星神と鬼神 3
「はははっ!魔に化かされて幻影でも見てるんじゃないか?」
転げまわって大笑いする勢いで彼は否定した。
「ホントだもんっ!」
「かの天津甕星なる神が君のような少しだけ変わった起点を持つ雑魚の前に現れると思うかね?」
「あ、会ったらわかるよ!ちょっと…ていうか、かなり変わってるヒトだけどさ…」
偉大なる神であるとは到底思えない有り体の少女だ。魔物である方がしっくりくる。
「ほう、私に見定めろと?大きく出たな」
鬼神は小馬鹿にした笑みを貼り付けて、しかし少し興味を持ったようだ。辰美は不思議になる。
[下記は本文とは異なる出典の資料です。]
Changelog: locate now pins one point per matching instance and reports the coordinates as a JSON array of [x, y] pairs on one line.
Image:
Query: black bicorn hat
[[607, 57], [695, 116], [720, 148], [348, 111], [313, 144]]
どうしてそこまで頑なに居ないと決めつけているのだろう?
「連れてきたまえ」
「う、うんっ──そういえば消えかけてるって聞いたけど…」
黄緑色と赤の瞳が陰り、諦めた寂しそうな顔をした。
「時空から見捨てられてしまったのだ。理に従い淘汰されようとしている」
「そんなのアリなの?」
時空から見捨てられるとはいかなる事なのか?辰美は他人事に切なくなった。
「ああ、そんなものだ。ところでそれをどこで知ったんだ?」
「巫女式神…かな」
すると彼は難しい顔をした。
「巫女式神とまだつるんでいるのかい?彼は味方とは限らないじゃないか。あまりよろしくないな」
「うん。そうだよね」
馴れ馴れしくすり寄ってくる巫女式神に対して完全に気を許してはいない。それよりも人ならざる者はどこか信じてはいけない気がして。
(私の味方って…)
緑と見水はこの先何があろうとも味方になってくれるだろうか?
人ならざる者だけではない、人間に対しても信用できはしなかった。悲しい世の中に辰美は沈んだ。
とても暑い日が続いていたので、涼しくなると執筆しないと焦ってしまいます。